Passing through a turnstile, that led from the road across a meadow-slope
to the broken land below, Henrietta had view of the earl's hard white
face, and she hastened to say: 'You have altered that, my lord. She is
devoted to her brother; and her brother running dangers . . . and danger
in itself is an attraction to her. But her husband will have the first
claim. She has her good sense. She will never insist on going, if you
oppose. She will be ready to fill her station. It will be-her pride and
her pleasure.'

Henrietta continued in the vein of these assurances; and Carinthia's
character was shooting lightnings through him, withering that of the
woman who referred to his wife's good sense and her station; and
certainly would not have betrayed herself by such drawlings if she had
been very positive that Carinthia's disposition toward wealth and luxury
resembled hers. She knew the reverse; or so his contemptuously generous
effort to frame an apology for the stuff he was hearing considered it.
His wife was lost to him. That fact smote on his breast the moment he
heard of her desire to go with her brother.

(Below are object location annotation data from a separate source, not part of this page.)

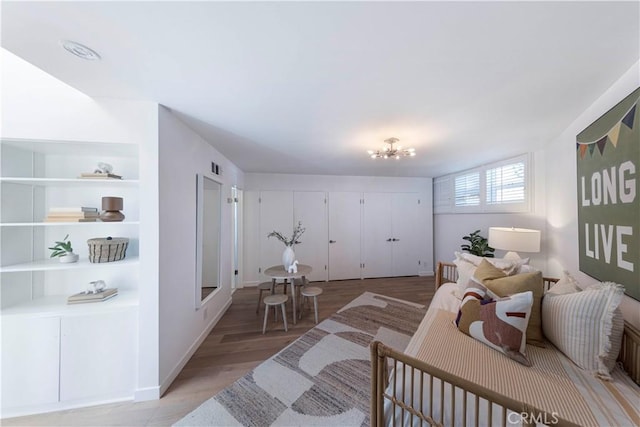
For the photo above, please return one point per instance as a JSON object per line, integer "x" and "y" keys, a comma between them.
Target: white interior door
{"x": 251, "y": 238}
{"x": 344, "y": 235}
{"x": 377, "y": 235}
{"x": 407, "y": 233}
{"x": 237, "y": 238}
{"x": 310, "y": 208}
{"x": 276, "y": 214}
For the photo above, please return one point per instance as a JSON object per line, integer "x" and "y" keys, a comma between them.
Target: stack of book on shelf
{"x": 99, "y": 296}
{"x": 72, "y": 214}
{"x": 100, "y": 175}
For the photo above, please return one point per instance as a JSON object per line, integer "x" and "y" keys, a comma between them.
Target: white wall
{"x": 37, "y": 106}
{"x": 182, "y": 155}
{"x": 450, "y": 228}
{"x": 556, "y": 210}
{"x": 562, "y": 204}
{"x": 331, "y": 183}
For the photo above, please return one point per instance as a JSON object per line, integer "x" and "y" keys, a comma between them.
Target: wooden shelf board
{"x": 54, "y": 264}
{"x": 55, "y": 224}
{"x": 56, "y": 305}
{"x": 51, "y": 182}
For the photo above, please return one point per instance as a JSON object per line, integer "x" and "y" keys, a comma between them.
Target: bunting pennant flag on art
{"x": 608, "y": 169}
{"x": 611, "y": 137}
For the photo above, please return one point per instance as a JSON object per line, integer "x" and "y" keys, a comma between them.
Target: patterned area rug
{"x": 320, "y": 379}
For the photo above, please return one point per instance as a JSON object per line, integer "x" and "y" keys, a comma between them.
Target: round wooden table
{"x": 277, "y": 272}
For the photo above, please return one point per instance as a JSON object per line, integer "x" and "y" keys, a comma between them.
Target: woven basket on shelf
{"x": 107, "y": 249}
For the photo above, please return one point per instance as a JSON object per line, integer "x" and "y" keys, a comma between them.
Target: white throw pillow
{"x": 586, "y": 326}
{"x": 467, "y": 264}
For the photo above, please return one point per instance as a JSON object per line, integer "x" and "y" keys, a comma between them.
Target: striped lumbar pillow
{"x": 586, "y": 325}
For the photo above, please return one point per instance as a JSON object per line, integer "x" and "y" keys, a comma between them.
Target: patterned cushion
{"x": 500, "y": 285}
{"x": 467, "y": 263}
{"x": 501, "y": 324}
{"x": 586, "y": 325}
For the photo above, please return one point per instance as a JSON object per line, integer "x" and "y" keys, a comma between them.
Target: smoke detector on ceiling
{"x": 80, "y": 50}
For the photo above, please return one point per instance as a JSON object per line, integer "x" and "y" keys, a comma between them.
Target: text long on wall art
{"x": 608, "y": 157}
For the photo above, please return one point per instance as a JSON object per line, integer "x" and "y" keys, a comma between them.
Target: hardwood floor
{"x": 234, "y": 347}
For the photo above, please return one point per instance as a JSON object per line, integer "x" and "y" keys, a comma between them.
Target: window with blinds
{"x": 497, "y": 187}
{"x": 506, "y": 184}
{"x": 467, "y": 189}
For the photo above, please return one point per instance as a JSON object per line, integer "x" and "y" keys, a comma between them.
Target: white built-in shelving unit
{"x": 42, "y": 334}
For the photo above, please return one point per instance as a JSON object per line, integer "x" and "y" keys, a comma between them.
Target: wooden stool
{"x": 311, "y": 292}
{"x": 264, "y": 286}
{"x": 273, "y": 301}
{"x": 276, "y": 284}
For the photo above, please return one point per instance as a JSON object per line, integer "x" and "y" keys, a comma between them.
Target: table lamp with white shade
{"x": 514, "y": 240}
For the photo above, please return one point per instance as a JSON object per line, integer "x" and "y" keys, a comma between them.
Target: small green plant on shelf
{"x": 478, "y": 245}
{"x": 63, "y": 250}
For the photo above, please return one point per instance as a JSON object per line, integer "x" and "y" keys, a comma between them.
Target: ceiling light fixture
{"x": 391, "y": 151}
{"x": 80, "y": 50}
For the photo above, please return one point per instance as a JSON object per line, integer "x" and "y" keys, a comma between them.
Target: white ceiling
{"x": 308, "y": 87}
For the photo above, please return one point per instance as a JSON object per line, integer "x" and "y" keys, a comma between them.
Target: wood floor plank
{"x": 234, "y": 347}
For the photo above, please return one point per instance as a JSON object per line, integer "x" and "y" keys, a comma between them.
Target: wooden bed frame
{"x": 384, "y": 358}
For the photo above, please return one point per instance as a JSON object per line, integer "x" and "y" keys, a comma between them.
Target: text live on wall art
{"x": 608, "y": 158}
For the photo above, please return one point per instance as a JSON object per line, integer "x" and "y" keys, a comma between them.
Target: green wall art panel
{"x": 608, "y": 165}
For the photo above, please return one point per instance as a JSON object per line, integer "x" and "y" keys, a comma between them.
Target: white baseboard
{"x": 164, "y": 386}
{"x": 250, "y": 284}
{"x": 147, "y": 393}
{"x": 60, "y": 406}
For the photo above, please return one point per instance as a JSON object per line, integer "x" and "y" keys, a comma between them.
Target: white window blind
{"x": 506, "y": 184}
{"x": 467, "y": 189}
{"x": 503, "y": 186}
{"x": 442, "y": 192}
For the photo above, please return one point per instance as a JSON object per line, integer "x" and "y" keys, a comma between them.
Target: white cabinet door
{"x": 310, "y": 208}
{"x": 407, "y": 232}
{"x": 251, "y": 238}
{"x": 276, "y": 214}
{"x": 377, "y": 235}
{"x": 344, "y": 235}
{"x": 30, "y": 361}
{"x": 98, "y": 355}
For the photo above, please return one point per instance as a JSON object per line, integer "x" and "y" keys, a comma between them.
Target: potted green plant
{"x": 63, "y": 251}
{"x": 477, "y": 245}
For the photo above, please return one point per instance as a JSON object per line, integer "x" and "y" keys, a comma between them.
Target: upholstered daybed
{"x": 446, "y": 377}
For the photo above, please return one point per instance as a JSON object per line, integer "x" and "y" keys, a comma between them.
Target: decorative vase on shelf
{"x": 69, "y": 257}
{"x": 111, "y": 207}
{"x": 288, "y": 256}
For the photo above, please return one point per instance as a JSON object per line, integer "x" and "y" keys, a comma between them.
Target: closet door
{"x": 276, "y": 213}
{"x": 344, "y": 235}
{"x": 252, "y": 238}
{"x": 377, "y": 235}
{"x": 310, "y": 208}
{"x": 407, "y": 232}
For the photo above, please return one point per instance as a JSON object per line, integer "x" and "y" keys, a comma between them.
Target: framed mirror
{"x": 208, "y": 225}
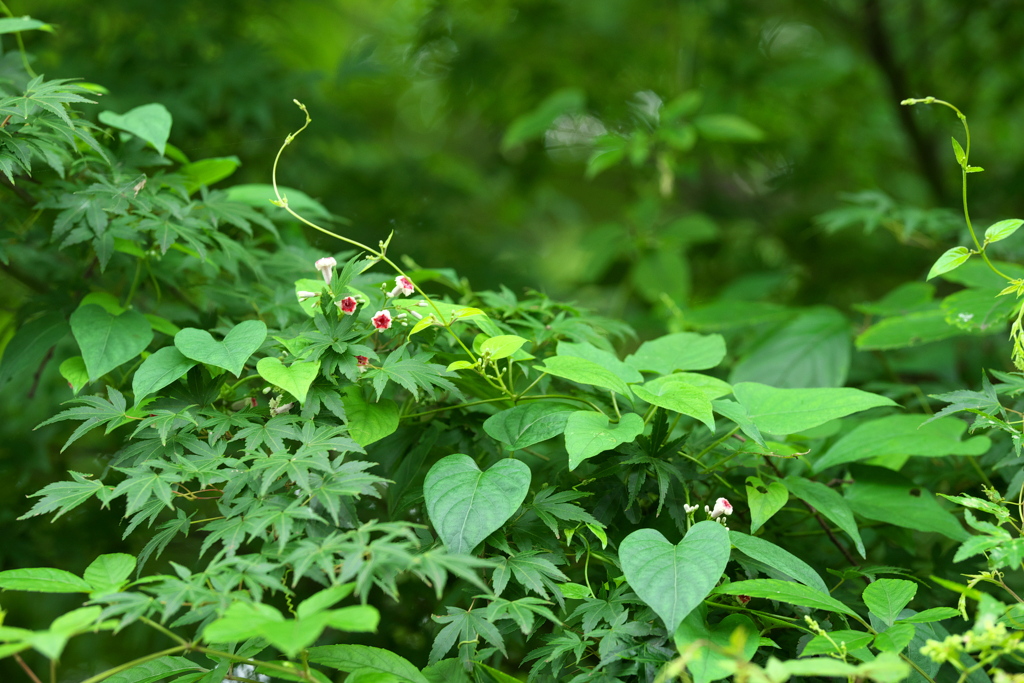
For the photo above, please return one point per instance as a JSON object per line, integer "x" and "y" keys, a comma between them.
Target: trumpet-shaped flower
{"x": 722, "y": 507}
{"x": 326, "y": 266}
{"x": 402, "y": 285}
{"x": 347, "y": 305}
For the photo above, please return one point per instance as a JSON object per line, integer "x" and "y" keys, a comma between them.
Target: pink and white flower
{"x": 326, "y": 266}
{"x": 347, "y": 305}
{"x": 722, "y": 507}
{"x": 402, "y": 285}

Wildest of enterprises! But a criminal saw himself guilty of a large part
in the disaster the two heroical souls were striving desperately to
repair. If her Chillon went, Carinthia would go--sure as flame is drawn
to air. The exceeding splendour in the character of a young woman,
injured as she had been, soft to love, as he knew her, and giving her
husband no other rival than a beloved brother, no ground of complaint
save her devotion to her brother, pervaded him, without illuminating or
lifting; rather with an indication of a foul contrast, that prostrated
him.

Half of our funny heathen lives we are bent double to gather things we
have tossed away! was one of the numbers of apposite sayings that hummed
about him, for a chorus of the world's old wisdom in derision, when he
descended the heathy path and had sight of Carinthia beside her Chillon.
Would it be the same thing if he had it in hand again? Did he wish it to
be the same? Was not he another man? By the leap of his heart to the
woman standing down there, he was a better man.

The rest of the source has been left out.